The album ends with the old fashioned ultra ballad “Adorable One.” Fantastic track and Moses really shines with a roaring vocal that never threatens to sink the laid-back, swooning feel of the song.

So, I like Time and Place, and plan to listen to it some more, but not as much as much as I thought I would when the intro to the title track went into gear. I recently read an interview with Dean Wareham where he said that he loves the magic sound of commercial 1970s records even if he doesn’t care for the song or the artist. Time and Place doesn’t have that sound. It sometimes sounds like an air check or a bootleg of a well recorded live show. Ironically, this would most probably be a bootleg I would love if it was from an artist with a swank studio set to compare to. Sometimes the almost garage rock feel works to Time and Place‘s advantage, sometimes it makes me think Lee Moses deserved the extra attention that all of his peers received at the major labels.

Instead of being an amazing album, I think Time and Place is a good record by a first-rate singer-guitarist who deserved to be signed, developed, and pampered. Still, through no fault of his own, I’m not even sure that Moses would have hit the big time in this exact form. The soul/rock/folk convergence of the early ’70s wouldn’t last too long; maybe the A&R guy with the cigar and toupee would have made Lee Moses put his guitar down all together and concentrate on his voice. That would have been a shame because the way Moses plays guitar while singing is just fantastic. Curtis Mayfield was a singing soul guitarist but he wrote his own songs, produced records for himself and others, and controlled everything about his career. If Lee Moses had that intense drive inside of him he wouldn’t have stayed in Atlanta if it wasn’t helping his career. Very few artists have that kind of drive.

Teddy Pendergrass had a voice not that different than Lee Moses’ but he learned to mellow it out and only released it full force when it was needed. Pendergrass was a solid drummer who became a star by default. Besides having a powerful, raw voice, he was also tall, handsome and was in the exact right place (Philadelphia), with the exact right people (Gamble & Huff) at the exact right time (the 1970s) for his career to take off. The stars aligned.

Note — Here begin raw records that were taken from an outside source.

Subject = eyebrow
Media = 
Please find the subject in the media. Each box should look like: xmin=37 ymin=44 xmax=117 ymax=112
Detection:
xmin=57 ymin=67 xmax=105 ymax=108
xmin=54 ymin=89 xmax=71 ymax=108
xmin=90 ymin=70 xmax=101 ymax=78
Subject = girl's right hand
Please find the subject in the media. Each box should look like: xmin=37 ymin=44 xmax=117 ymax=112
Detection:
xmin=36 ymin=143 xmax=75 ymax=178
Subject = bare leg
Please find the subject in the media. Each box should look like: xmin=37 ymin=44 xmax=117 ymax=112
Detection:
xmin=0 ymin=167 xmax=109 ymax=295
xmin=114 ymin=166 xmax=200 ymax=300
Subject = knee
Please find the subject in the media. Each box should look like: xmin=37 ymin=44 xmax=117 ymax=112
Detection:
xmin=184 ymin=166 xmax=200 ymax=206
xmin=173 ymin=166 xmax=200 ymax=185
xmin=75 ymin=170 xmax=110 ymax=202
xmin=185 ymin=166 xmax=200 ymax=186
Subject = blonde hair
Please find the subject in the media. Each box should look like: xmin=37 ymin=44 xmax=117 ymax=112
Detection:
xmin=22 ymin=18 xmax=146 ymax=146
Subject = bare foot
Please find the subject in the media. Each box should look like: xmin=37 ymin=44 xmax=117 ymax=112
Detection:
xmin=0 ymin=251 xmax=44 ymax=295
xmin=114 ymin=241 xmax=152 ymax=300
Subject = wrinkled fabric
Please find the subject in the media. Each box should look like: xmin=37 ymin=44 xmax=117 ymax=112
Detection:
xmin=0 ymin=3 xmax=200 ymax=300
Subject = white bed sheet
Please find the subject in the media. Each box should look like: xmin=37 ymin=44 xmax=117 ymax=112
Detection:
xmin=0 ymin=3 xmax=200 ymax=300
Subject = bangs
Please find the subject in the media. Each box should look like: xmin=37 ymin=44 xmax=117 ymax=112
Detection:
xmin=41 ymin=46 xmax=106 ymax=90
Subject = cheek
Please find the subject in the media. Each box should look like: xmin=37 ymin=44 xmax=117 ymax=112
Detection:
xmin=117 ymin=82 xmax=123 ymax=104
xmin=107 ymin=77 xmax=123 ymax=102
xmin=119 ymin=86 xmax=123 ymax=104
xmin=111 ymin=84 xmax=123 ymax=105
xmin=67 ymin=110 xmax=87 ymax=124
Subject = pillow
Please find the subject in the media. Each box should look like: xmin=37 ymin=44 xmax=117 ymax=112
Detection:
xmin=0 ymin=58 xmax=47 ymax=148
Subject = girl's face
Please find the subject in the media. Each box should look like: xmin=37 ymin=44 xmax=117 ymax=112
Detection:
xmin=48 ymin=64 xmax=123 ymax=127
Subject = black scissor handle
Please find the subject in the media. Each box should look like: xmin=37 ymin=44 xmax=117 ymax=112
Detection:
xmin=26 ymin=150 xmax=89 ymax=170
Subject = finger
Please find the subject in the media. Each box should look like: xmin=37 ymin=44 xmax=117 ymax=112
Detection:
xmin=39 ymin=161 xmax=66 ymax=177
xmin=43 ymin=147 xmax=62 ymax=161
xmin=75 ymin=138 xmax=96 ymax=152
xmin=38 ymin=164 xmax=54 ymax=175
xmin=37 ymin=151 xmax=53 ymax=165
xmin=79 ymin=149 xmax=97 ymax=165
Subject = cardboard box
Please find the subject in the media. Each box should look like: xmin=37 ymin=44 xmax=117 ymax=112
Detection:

Part of the appeal of Time and Place is that it leads me to wonder what would have happened if Lee Moses had, like Pendergrass, found people like Gamble & Huff to showcase him to his best advantage. Others will love Time and Place exactly because it sounds nothing like the typical product from Philadelphia International, Atlantic, Motown, or even Stax.  But while those labels all did things differently, they all knew what they were doing.

Everything went right for Teddy Pendergrass (and, you could probably say, that his success caused much to go wrong for Harold Melvin). Pendergrass’ fame and fortune also earned him a defective Rolls Royce, which left him a paraplegic. He went from being the biggest R&B singer of the late 1970s and early ’80s to becoming a tragic footnote overnight.

Everything went wrong for Lee Moses. But, eventually, everything goes wrong for everybody. And, I’ve never thought twice about the drum sound on a Teddy Pendergrass record.